DeactivateMFADevice
AWS
DeactivateMFADevice
Event
Deactivates an MFA device associated with an IAM user, removing the MFA requirement for their authentication.
Security Context
- Deactivating MFA weakens authentication controls, allowing password-only access to accounts that previously required a second factor.
- An adversary with access to an IAM user’s credentials can deactivate MFA to maintain persistent access without needing the physical token or authenticator app.
- Correlate with subsequent console logins or API calls from the affected user to detect post-MFA-removal activity.
Log Source
CloudTrail
Sample Event
Adversarial. Draco — operating with compromised long-term credentials — calls DeactivateMFADevice against his own user to remove the MFA gate before pivoting to console-only flows. Same-user operation (userIdentity.userName == requestParameters.userName) is a strong T1556.006 signal. Source IP is the adversary’s primary egress; user-agent is the older Pacu-fingerprint CLI. mfaAuthenticated: "false" is consistent with the credential being a plain access-key session.

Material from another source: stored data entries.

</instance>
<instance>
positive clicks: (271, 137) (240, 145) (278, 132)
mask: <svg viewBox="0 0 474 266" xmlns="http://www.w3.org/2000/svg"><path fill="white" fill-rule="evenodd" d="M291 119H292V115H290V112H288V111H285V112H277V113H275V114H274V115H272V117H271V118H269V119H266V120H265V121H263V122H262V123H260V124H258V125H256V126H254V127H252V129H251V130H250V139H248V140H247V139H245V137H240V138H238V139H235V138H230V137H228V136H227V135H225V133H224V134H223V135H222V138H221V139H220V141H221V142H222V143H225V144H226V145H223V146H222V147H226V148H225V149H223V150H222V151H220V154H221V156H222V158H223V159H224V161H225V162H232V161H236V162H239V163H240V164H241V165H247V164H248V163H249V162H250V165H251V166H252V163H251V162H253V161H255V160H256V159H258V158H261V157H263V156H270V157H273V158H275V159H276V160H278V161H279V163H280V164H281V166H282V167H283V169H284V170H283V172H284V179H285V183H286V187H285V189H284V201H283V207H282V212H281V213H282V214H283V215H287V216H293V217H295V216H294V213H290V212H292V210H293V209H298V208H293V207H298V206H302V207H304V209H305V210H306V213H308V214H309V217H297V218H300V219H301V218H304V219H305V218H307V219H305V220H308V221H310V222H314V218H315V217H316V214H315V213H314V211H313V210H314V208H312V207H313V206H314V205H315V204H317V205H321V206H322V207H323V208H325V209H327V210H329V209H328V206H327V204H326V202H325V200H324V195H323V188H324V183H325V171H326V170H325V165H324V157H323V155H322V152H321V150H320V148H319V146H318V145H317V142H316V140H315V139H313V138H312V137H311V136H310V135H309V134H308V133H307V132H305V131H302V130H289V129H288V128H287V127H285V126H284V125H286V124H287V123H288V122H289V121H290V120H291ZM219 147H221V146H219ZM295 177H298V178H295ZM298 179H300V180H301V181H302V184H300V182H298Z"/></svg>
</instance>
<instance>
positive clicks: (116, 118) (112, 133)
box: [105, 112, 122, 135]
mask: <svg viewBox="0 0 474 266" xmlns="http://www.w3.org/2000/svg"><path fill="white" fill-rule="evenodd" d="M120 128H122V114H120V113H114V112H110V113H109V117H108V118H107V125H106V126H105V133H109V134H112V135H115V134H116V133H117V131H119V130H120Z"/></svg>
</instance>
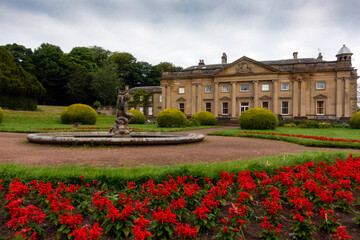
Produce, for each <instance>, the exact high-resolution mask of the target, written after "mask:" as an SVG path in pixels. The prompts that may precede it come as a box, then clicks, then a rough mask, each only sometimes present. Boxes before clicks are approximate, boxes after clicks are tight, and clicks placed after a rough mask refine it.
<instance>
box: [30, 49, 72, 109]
mask: <svg viewBox="0 0 360 240" xmlns="http://www.w3.org/2000/svg"><path fill="white" fill-rule="evenodd" d="M33 63H34V65H35V68H36V74H35V76H36V78H37V79H38V80H39V81H40V82H41V83H42V84H43V86H44V87H45V88H46V91H47V92H46V96H45V97H44V98H43V99H42V102H43V103H44V104H49V105H67V96H66V94H65V93H66V84H67V80H68V76H69V73H70V67H69V64H68V61H67V57H66V55H65V54H64V52H63V51H62V50H61V48H60V47H58V46H55V45H51V44H48V43H43V44H41V46H40V47H39V48H37V49H35V50H34V54H33Z"/></svg>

{ "eventVersion": "1.09", "userIdentity": { "type": "IAMUser", "principalId": "AIDADRAC0MALF0YBADGY", "arn": "arn:aws:iam::555123456789:user/draco", "accountId": "555123456789", "accessKeyId": "AKIADRAC0MALF0YEXAMP5", "userName": "draco", "sessionContext": { "attributes": { "creationDate": "2026-04-15T19:02:11Z", "mfaAuthenticated": "false" } } }, "eventTime": "2026-04-15T19:11:34Z", "eventSource": "iam.amazonaws.com", "eventName": "DeactivateMFADevice", "awsRegion": "us-east-1", "sourceIPAddress": "203.0.113.66", "userAgent": "aws-cli/1.18.147 Python/3.7.10 Linux/5.4.0-1045-aws botocore/1.18.6", "requestParameters": { "userName": "draco", "serialNumber": "arn:aws:iam::555123456789:mfa/draco-yubikey" }, "responseElements": null, "requestID": "90000000-0000-4000-8000-000011001000", "eventID": "90000000-0000-4000-8000-000011001001", "readOnly": false, "eventType": "AwsApiCall", "managementEvent": true, "recipientAccountId": "555123456789", "eventCategory": "Management", "tlsDetails": { "tlsVersion": "TLSv1.3", "cipherSuite": "TLS_AES_128_GCM_SHA256", "clientProvidedHostHeader": "iam.amazonaws.com" }}MITRE ATT&CK Mapping
Tactics: Defense Impairment
Techniques:
- T1556.006 — Multi-Factor Authentication — Adversaries may disable or modify multi-factor authentication (MFA) mechanisms to enable persistent access to compromised accounts.